Nunca don Juan Miguel había escuchado con paciencia tan larga relación a doña Gertrudis. El procedimiento que ordinariamente seguía, era, salir del cuarto, o tomar algún periódico o libro, y como ella, poseída de su relato y ocupada en la labor de exprimir su repleto memorión para puntualizarla, subrayándole, además, con prolija mímica, no tuviese tiempo de observar si se lo escuchaban o no, sucedía a menudo, que al fin de la plática carecía de auditorio. Pero aquella tarde, Osambela, por efecto de su buen humor, prestó atención desusada a su esposa, celebrando los ademanes, saludos, contoneos, ceremonias y fingidos diálogos de la imaginaria embajada. Adivinó, desde el principio, que iba descarriada, y al verla en el pantano, se le acercó riyéndose sin rebozo y le gritó al oído:
—¡Gertrudis!
—¿Qué quieres, loquillo?
—Cuando vaque una plaza de violón en el Teatro Real, no dejes de pretenderla; lo tocas a las mil maravillas. Quien se casa es Perico, con María Isabel. ¡Ja, ja, ja, buen petardo le ibas a disparar a la infanzona!
Riyéronse mucho don Juan Miguel y Agustina. Doña Gertrudis se repuso pronto de su sorpresa y confusión, y prosiguió, aunque algo requemada.
—Ya sabéis que tengo el oído un poco torpe.
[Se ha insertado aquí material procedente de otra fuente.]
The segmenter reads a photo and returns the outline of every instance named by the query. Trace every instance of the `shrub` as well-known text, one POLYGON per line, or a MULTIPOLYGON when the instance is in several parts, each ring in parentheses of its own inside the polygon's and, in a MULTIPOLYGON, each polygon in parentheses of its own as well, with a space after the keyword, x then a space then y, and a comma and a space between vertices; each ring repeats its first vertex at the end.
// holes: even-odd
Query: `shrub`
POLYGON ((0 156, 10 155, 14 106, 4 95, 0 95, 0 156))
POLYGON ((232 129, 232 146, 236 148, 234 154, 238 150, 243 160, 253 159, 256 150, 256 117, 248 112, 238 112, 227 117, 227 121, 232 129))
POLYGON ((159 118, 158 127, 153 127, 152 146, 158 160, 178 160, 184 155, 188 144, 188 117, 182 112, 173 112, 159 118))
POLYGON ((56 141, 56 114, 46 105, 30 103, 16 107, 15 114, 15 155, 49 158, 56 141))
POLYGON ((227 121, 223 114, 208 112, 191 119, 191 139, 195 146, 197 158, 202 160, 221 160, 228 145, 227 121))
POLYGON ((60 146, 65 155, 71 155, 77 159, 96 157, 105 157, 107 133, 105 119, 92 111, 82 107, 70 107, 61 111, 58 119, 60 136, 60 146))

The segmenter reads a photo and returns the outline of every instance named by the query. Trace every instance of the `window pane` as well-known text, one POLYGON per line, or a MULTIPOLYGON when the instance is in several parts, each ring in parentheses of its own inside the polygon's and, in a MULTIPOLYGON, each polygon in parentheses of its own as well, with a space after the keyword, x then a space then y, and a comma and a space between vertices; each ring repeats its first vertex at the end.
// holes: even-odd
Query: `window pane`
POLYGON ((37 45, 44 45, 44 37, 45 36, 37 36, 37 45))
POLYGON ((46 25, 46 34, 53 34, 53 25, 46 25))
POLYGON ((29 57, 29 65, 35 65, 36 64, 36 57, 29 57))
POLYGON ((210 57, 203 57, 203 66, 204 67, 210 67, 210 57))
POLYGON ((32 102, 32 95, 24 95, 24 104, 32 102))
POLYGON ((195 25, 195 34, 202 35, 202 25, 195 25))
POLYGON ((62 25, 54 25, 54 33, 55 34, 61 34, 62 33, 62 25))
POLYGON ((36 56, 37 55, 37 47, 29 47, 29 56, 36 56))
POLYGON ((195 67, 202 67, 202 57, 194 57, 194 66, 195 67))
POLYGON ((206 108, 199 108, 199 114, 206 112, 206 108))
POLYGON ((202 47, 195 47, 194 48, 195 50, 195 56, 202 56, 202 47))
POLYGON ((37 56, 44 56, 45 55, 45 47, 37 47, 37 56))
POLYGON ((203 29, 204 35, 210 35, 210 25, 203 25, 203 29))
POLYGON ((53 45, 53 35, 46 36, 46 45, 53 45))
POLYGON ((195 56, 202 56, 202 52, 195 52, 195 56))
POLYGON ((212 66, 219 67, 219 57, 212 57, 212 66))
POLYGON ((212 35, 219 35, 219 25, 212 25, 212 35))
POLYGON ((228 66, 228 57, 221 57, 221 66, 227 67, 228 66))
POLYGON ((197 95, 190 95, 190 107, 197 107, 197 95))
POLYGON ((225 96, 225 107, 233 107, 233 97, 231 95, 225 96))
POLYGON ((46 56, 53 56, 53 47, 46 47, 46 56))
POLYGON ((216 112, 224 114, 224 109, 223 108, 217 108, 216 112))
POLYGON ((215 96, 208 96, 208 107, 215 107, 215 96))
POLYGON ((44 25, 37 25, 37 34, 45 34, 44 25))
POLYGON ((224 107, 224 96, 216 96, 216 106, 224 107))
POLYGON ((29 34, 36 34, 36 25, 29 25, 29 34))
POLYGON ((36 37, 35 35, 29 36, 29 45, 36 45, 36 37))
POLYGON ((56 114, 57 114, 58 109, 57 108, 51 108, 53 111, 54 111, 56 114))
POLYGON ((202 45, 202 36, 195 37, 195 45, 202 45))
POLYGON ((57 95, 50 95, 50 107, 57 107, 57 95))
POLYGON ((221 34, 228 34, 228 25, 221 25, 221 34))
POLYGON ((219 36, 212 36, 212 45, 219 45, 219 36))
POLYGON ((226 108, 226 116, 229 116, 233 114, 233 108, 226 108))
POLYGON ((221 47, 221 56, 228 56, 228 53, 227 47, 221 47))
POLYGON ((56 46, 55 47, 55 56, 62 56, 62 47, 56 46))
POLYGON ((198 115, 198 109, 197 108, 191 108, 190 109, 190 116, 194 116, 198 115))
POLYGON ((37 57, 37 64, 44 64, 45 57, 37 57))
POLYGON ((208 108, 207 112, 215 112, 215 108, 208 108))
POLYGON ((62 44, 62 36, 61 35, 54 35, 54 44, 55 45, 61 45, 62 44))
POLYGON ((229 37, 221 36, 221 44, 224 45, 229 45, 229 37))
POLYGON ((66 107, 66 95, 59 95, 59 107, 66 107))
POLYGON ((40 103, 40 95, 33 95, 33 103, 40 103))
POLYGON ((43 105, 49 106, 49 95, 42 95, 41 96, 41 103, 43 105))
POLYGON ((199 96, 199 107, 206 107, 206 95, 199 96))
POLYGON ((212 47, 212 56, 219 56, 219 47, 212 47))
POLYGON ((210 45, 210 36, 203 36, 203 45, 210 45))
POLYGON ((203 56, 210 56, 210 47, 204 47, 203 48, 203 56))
Si no anduvieseis con tapujos, nada de esto sucedería. ¡Jesús!, qué tontos; si, queridísimos míos, reírse sin motivo es de tontos. Me alegro que se trate de Perico: hay una base. He observado que él y María Isabel se hacen muchos cocos de balcón a balcón; a mí, nada se me escapa, aunque disimulo por conveniencia. María Isabel es la segundona; como mujer, pierde el apellido. Doña María acogerá mejor este enlace que el del varón, en quien se vincula el lustre de la familia. Pues bien, después de ponderar la hermosura y bondad de la novia, de María Isabel, seguiré diciendo: «¡Ay, señora doña María!, si usted ha de exigir que quien obtenga la nobilísima mano de su hija haya de competir con ella en esos timbres de nobleza que tan alta la colocan, me temo que durante muchos años habrá de diferirse el complemento de su anhelada felicidad. La mayor parte de las familias sacrifican razones de esta índole; rara es la que puede pesar en una balanza la procedencia de ambos cónyuges, sin que caiga de un lado alguno de los platillos. Yo que tengo el honor de hablarle, mi dignísima señora doña María, he disfrutado de una perfecta dicha matrimonial durante cuarenta años sin que haya sido obstáculo a ella la desigualdad de clase que el ojo menos experto descubriría, desde luego, entre mi familia y la de mi dignísimo esposo, padre de nuestros amadísimos hijos. Porque yo, señora, aunque casada con un notario de lugar, nací en la Habana, en casa propia, y negritos e institutriz inglesa me cuidaron y educaron, como correspondía a mi familia, que con mi hermano Eusebio ha dado magistrados al Tribunal Supremo, y con mi hermano Manuel diputados al Congreso. Y no tendría sino irme por Madrid para que él me presentase a lo principalito de la corte. Público y notorio es, señora, que tan ilustres personajes no los cuenta la familia, totalmente humilde, de mi amadísimo esposo…».
Don Juan Miguel se disparó. Con gritos estentóreos dijo:
—¡Tu familia y la mía!, vaya un par de alhajas… ¿Y cuentas domesticar a doña María con esas monsergas? ¡Mira el vivo retrato de tu abuela Martina, la de Kakategi: por ahí debajo pasa, para que te refociles!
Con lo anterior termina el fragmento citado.